The top row shows box and whisker plots comparing the gait parameters estimates from the 2-min walk test for PD in white, PSP in gray. The box plots show the median (middle line), 25th and 75th percentiles, and the mean (X). The second row shows the Spearman correlations p between components of the TUG test and the modified PSPRS. C Shows the Spearman correlations p between components of the TUG test and the virtual UPDRS part III. * represents p value < 0.05, ** represents p value < 0.01, *** represents p value < 0.001

Supplementary Table 3 compare the results of the 5 times sit-to-stand test. One participant with PSP could not finish the 5 times Sit-to-Stand test due to loss of balance. The total duration was 18.0 ± 1.1 s in PD vs 29.5 ± 6.0 s in PSP (p = 0.062, d = 0.92). While participants with PSP took longer to perform sit-to-stand transitions (p = 0.031, d = 1.12) with higher variability (p = 0.049, d = 1.01), these did not reach our pre-specified level of significance.

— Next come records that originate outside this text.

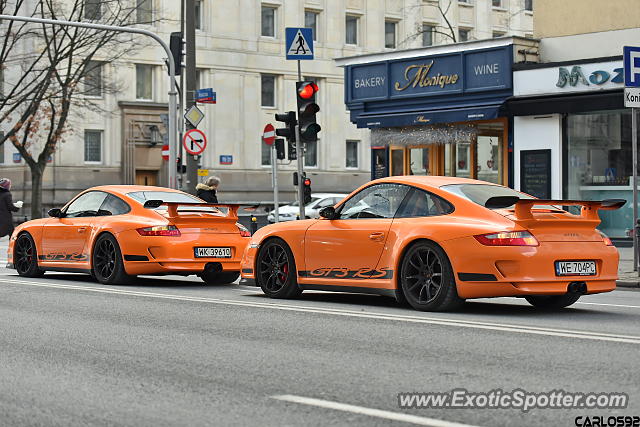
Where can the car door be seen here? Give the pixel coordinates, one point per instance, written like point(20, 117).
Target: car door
point(347, 249)
point(64, 239)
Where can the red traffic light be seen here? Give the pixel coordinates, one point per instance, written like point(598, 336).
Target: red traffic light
point(308, 90)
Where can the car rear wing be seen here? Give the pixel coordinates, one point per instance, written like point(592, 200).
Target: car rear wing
point(523, 207)
point(172, 207)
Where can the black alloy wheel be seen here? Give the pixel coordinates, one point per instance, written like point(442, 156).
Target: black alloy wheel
point(426, 278)
point(107, 263)
point(276, 270)
point(25, 257)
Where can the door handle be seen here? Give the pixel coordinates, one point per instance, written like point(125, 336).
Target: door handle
point(377, 236)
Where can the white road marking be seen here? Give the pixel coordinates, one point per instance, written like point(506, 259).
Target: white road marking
point(394, 416)
point(442, 321)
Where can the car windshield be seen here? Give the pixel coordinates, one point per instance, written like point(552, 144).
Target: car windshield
point(480, 193)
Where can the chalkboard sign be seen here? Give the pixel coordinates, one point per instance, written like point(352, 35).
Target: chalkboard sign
point(535, 173)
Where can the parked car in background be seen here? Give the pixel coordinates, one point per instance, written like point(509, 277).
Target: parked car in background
point(318, 201)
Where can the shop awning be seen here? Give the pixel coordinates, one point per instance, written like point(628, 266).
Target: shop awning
point(429, 117)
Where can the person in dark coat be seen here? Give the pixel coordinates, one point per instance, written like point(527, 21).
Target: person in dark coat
point(7, 207)
point(207, 191)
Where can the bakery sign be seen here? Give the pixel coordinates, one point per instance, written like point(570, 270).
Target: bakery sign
point(454, 73)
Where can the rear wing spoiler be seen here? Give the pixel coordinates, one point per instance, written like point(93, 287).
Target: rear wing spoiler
point(523, 207)
point(172, 207)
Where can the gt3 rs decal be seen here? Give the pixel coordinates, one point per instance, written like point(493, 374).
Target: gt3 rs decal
point(344, 273)
point(63, 257)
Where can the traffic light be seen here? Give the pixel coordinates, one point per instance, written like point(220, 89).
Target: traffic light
point(307, 109)
point(279, 148)
point(307, 190)
point(289, 119)
point(176, 45)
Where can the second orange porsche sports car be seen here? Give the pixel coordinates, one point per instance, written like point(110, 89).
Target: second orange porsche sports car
point(435, 241)
point(116, 232)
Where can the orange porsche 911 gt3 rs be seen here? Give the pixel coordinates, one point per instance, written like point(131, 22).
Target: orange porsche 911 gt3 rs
point(115, 232)
point(436, 241)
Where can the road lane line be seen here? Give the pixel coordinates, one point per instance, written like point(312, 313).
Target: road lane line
point(361, 410)
point(442, 321)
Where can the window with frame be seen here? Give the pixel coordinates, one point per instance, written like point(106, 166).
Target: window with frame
point(427, 34)
point(351, 34)
point(352, 154)
point(93, 146)
point(144, 82)
point(311, 154)
point(390, 29)
point(92, 9)
point(375, 201)
point(268, 21)
point(311, 21)
point(144, 11)
point(268, 90)
point(93, 79)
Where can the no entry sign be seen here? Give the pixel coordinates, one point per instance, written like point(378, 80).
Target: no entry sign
point(269, 134)
point(194, 142)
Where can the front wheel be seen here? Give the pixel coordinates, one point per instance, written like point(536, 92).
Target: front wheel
point(426, 278)
point(25, 257)
point(276, 270)
point(107, 264)
point(552, 302)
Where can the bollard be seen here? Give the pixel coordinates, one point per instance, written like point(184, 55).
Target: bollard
point(254, 224)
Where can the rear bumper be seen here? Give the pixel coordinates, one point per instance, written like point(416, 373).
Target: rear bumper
point(483, 271)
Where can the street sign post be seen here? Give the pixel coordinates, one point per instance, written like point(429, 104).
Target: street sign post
point(194, 142)
point(631, 64)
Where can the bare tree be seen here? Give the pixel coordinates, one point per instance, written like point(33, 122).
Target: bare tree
point(48, 70)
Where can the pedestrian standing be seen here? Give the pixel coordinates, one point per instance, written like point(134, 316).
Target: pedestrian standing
point(7, 207)
point(207, 190)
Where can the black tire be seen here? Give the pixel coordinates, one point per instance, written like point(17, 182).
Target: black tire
point(222, 278)
point(552, 302)
point(25, 257)
point(426, 278)
point(106, 261)
point(276, 270)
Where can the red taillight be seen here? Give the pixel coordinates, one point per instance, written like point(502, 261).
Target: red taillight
point(507, 238)
point(159, 230)
point(607, 241)
point(243, 230)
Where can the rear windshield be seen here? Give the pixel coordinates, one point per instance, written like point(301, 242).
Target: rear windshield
point(480, 193)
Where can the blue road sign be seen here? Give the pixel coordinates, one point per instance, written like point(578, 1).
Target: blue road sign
point(299, 43)
point(631, 63)
point(206, 96)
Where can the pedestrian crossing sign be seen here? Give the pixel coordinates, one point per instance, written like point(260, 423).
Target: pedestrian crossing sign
point(299, 43)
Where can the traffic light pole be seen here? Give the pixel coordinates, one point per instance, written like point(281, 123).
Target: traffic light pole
point(190, 77)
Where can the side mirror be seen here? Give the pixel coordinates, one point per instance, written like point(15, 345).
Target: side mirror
point(55, 213)
point(328, 213)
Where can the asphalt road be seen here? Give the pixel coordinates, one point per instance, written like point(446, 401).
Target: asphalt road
point(171, 351)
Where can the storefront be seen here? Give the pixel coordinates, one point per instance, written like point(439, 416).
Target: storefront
point(572, 135)
point(436, 111)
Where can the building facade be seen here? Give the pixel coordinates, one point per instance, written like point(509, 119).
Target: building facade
point(240, 54)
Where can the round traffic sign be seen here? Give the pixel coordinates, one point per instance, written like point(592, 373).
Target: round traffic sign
point(269, 134)
point(194, 142)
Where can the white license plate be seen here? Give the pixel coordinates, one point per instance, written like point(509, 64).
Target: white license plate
point(575, 268)
point(212, 252)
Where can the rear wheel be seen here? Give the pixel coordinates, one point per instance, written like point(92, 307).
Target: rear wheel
point(222, 278)
point(107, 264)
point(25, 257)
point(426, 278)
point(552, 302)
point(276, 270)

As shown in Fig. 3B and Supplementary Table 4, several sensor-derived measures from the TUG test, including Sit-to-Stand Transition, total TUG duration, and mid-turns correlated with the modified virtual PSPRS with Spearman correlation coefficients from 0.64–0.84. The duration of Sit-to-Stand transitions correlated with the total modified virtual PSPRS score with a  = 0.84, p = 0.005 although this did not reach our prespecified level of significance. Correlations between gait measures and part III of the virtual UPDRS were not significant (Fig. 3C).

Discussion

In summary, we found that remote monitoring in participants’ homes using digital health technologies including wearable devices is safe, feasible, and able to objectively quantify gait and balance measures in PSP and PD. 85% of participants were able to complete these virtual assessments with caregiver support and over 90% of the data generated in participants’ homes were interpretable. We found that using wearable sensors in a natural setting (at home) enabled collection of objective continuous measures and that gait speed and different phases of gait were significantly different in PSP compared to PD. Remote sensors may have clinical value in cases of diagnostic uncertainty, and could supplement or substitute for the items of the PSPRS that are poorly assessed virtually [20].

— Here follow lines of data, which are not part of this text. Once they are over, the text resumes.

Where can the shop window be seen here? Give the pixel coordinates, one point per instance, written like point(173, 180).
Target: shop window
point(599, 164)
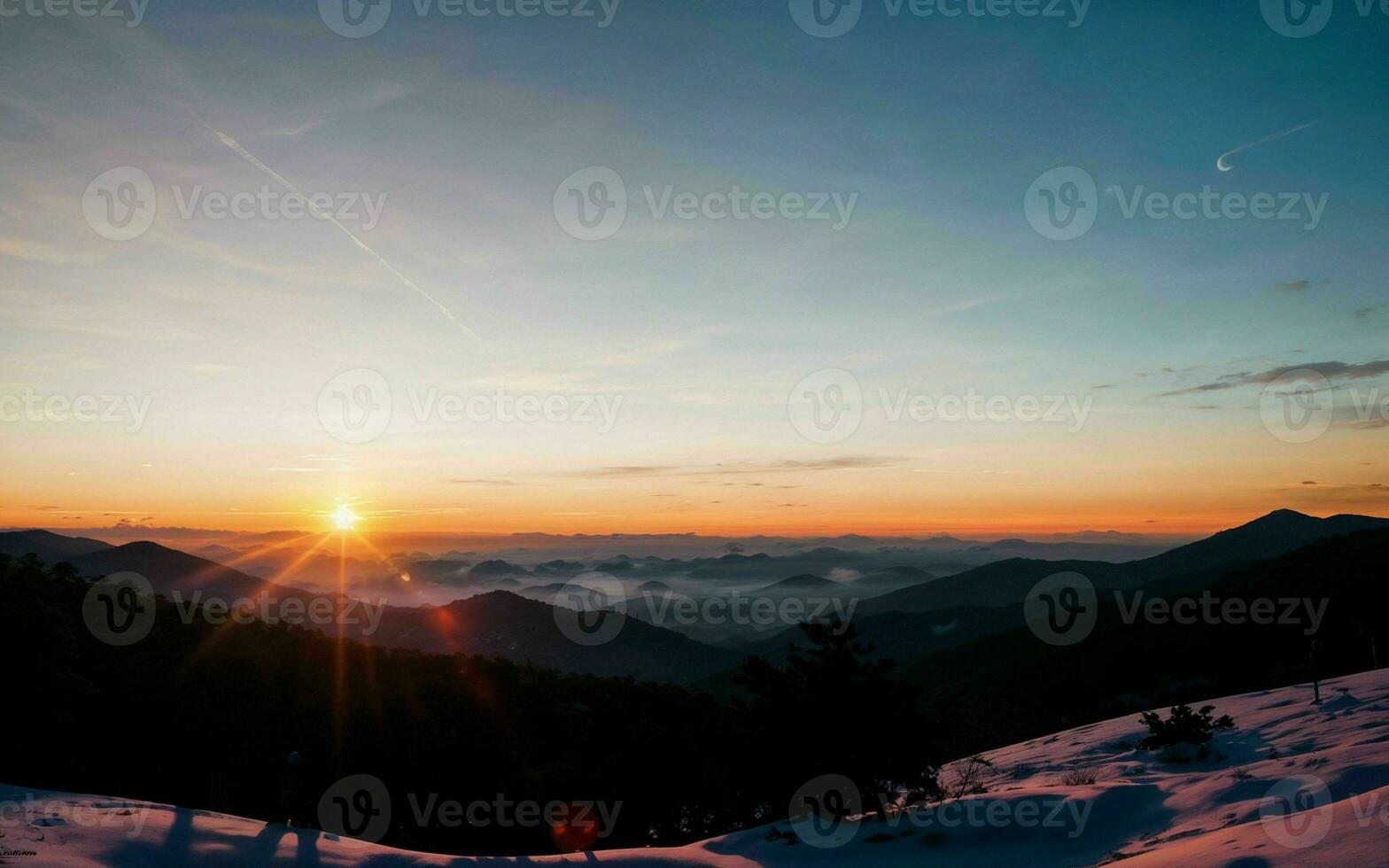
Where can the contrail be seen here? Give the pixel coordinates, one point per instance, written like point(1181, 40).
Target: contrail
point(1222, 161)
point(249, 157)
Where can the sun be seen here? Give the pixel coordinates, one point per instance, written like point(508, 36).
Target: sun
point(345, 518)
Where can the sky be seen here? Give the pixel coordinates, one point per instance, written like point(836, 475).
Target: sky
point(446, 342)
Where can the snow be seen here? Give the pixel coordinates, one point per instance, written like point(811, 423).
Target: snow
point(1330, 762)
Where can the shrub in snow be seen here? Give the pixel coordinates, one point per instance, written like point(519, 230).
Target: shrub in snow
point(1183, 726)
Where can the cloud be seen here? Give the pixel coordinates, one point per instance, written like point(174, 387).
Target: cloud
point(1222, 161)
point(739, 467)
point(1331, 369)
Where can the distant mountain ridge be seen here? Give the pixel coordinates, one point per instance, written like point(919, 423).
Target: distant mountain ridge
point(48, 546)
point(1007, 582)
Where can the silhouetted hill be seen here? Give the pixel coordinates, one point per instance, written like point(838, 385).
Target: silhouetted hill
point(501, 624)
point(1007, 582)
point(170, 570)
point(802, 582)
point(496, 570)
point(1013, 685)
point(498, 624)
point(1269, 537)
point(48, 546)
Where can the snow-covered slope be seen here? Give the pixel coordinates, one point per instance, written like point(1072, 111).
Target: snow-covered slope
point(1292, 785)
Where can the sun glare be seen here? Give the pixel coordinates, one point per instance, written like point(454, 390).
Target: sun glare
point(344, 517)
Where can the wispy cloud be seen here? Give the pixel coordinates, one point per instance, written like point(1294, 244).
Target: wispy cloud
point(1331, 369)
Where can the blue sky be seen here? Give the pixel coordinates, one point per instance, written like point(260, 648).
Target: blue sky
point(936, 285)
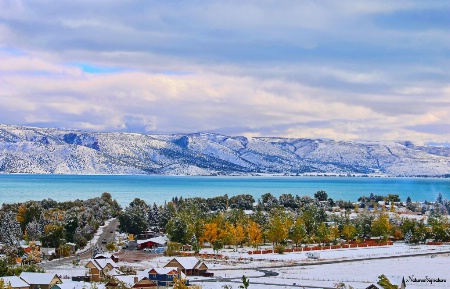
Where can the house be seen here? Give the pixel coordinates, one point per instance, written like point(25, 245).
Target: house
point(76, 285)
point(40, 280)
point(15, 282)
point(164, 276)
point(99, 268)
point(131, 281)
point(190, 266)
point(152, 242)
point(106, 256)
point(398, 281)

There are multiple caveats to our study. First, the sample size was small, which led to inadequate power to detect significant differences in many of the variables tested. Second, participants were not representative of the entire spectrum of the disease, based on their ability to ambulate, their MoCA scores, and the fact that we enrolled only people with PSP- Richardson syndrome (PSP-RS). Despite the relatively early stage of PSP participants included in this study, their H&Y stage was significantly more advanced than for PD participants, despite a significantly longer disease duration in PD. Indeed, this was the case despite our deliberate recruitment of PD participants with more advanced disease and impaired gait, underscoring the early gait and balance impairments in PSP-RS. This imbalance underscores the difficulty in matching participants with these diseases based on severity. Third, virtual clinical assessments and virtual rating scales were used, which limited our ability to measure rigidity, dystonia and postural stability. This may in part explain why the correlations between the sensor data and the clinical scales were not as strong as those published by other groups who used in-person laboratory assessments. However, our data show that these clinical assessments are not necessary to differentiate the two diseases.

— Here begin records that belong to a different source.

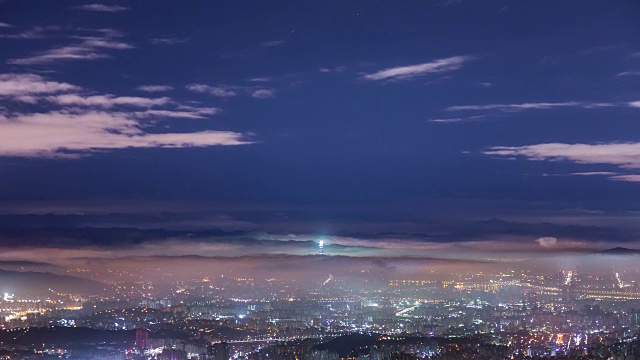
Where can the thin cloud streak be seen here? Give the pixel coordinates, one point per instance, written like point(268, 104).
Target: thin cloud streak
point(154, 88)
point(412, 71)
point(91, 48)
point(624, 155)
point(534, 106)
point(85, 124)
point(219, 91)
point(31, 84)
point(106, 101)
point(102, 8)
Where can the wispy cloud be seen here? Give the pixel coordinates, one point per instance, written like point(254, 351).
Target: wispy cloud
point(67, 134)
point(629, 73)
point(456, 120)
point(90, 48)
point(193, 113)
point(593, 173)
point(272, 43)
point(219, 91)
point(534, 106)
point(102, 8)
point(36, 32)
point(168, 41)
point(412, 71)
point(627, 178)
point(82, 124)
point(264, 93)
point(154, 88)
point(106, 101)
point(625, 155)
point(12, 85)
point(231, 91)
point(260, 79)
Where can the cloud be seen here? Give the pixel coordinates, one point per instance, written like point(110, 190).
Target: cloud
point(36, 32)
point(260, 79)
point(196, 113)
point(154, 88)
point(272, 43)
point(231, 91)
point(84, 124)
point(264, 93)
point(106, 101)
point(219, 91)
point(547, 241)
point(629, 73)
point(456, 120)
point(625, 155)
point(628, 178)
point(168, 41)
point(412, 71)
point(66, 134)
point(533, 106)
point(30, 84)
point(593, 173)
point(90, 48)
point(102, 8)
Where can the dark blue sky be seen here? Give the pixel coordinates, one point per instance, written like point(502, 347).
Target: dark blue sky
point(322, 112)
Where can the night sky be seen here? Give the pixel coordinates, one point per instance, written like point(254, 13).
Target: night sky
point(227, 128)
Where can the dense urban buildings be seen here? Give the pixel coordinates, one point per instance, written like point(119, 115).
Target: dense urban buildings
point(509, 314)
point(319, 179)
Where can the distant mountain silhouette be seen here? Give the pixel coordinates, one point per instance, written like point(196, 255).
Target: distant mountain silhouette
point(620, 251)
point(41, 282)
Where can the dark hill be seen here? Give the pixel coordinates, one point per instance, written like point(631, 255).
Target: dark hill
point(41, 282)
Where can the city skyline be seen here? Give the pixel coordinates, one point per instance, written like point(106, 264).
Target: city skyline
point(444, 129)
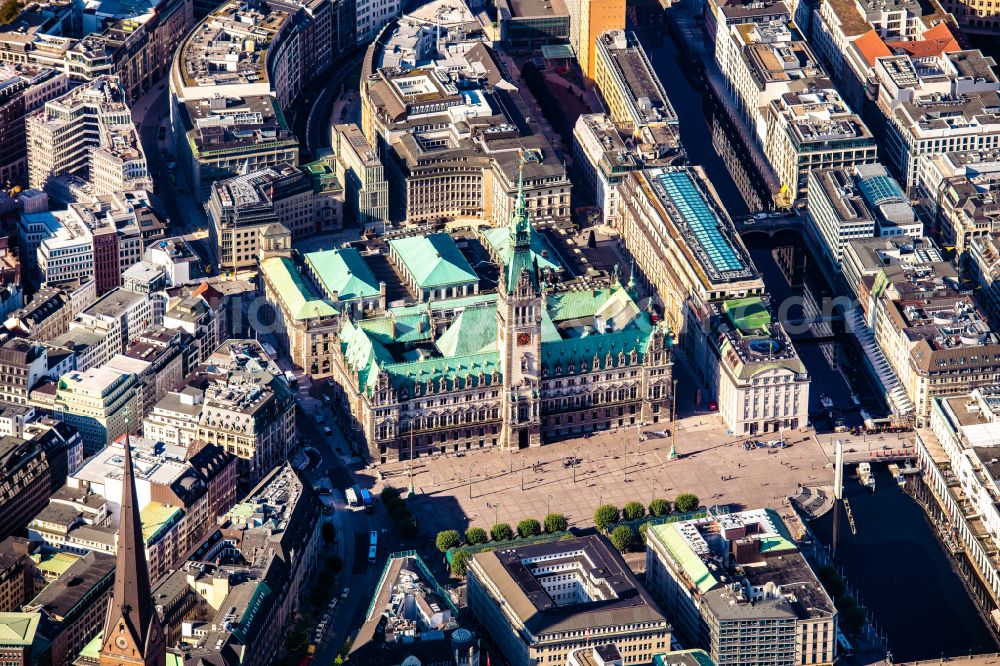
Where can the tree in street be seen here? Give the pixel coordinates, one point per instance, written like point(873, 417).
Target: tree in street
point(556, 522)
point(621, 537)
point(501, 532)
point(529, 527)
point(633, 511)
point(459, 562)
point(659, 507)
point(476, 535)
point(447, 539)
point(605, 515)
point(686, 502)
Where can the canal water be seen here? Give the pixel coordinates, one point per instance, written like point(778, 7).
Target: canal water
point(903, 574)
point(694, 113)
point(900, 571)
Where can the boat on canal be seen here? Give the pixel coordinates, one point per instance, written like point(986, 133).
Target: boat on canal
point(897, 474)
point(865, 476)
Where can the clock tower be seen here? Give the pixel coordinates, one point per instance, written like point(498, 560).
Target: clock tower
point(133, 635)
point(519, 334)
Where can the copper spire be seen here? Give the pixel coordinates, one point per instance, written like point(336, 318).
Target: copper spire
point(132, 602)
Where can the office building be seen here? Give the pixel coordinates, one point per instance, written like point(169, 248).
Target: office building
point(180, 491)
point(837, 212)
point(87, 132)
point(372, 17)
point(23, 363)
point(936, 105)
point(629, 86)
point(529, 24)
point(247, 407)
point(958, 456)
point(596, 17)
point(736, 586)
point(224, 137)
point(399, 374)
point(102, 404)
point(934, 337)
point(242, 210)
point(33, 470)
point(685, 247)
point(540, 602)
point(23, 89)
point(604, 154)
point(412, 617)
point(227, 103)
point(453, 133)
point(984, 268)
point(812, 128)
point(958, 192)
point(858, 202)
point(307, 302)
point(248, 576)
point(864, 259)
point(74, 607)
point(361, 176)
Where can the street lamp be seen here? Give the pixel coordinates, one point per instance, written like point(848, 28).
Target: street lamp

We are currently following all enrolled PSP participants remotely to measure disease progression over 12 months. We predict that sensor-derived outcome measures will be more sensitive to disease progression and have less variance than the ordinal and rater-dependent PSPRS. We anticipate that this will allow future clinical trials in PSP to enroll smaller participant numbers and to include remote assessments that can improve access to research and decrease participant burden.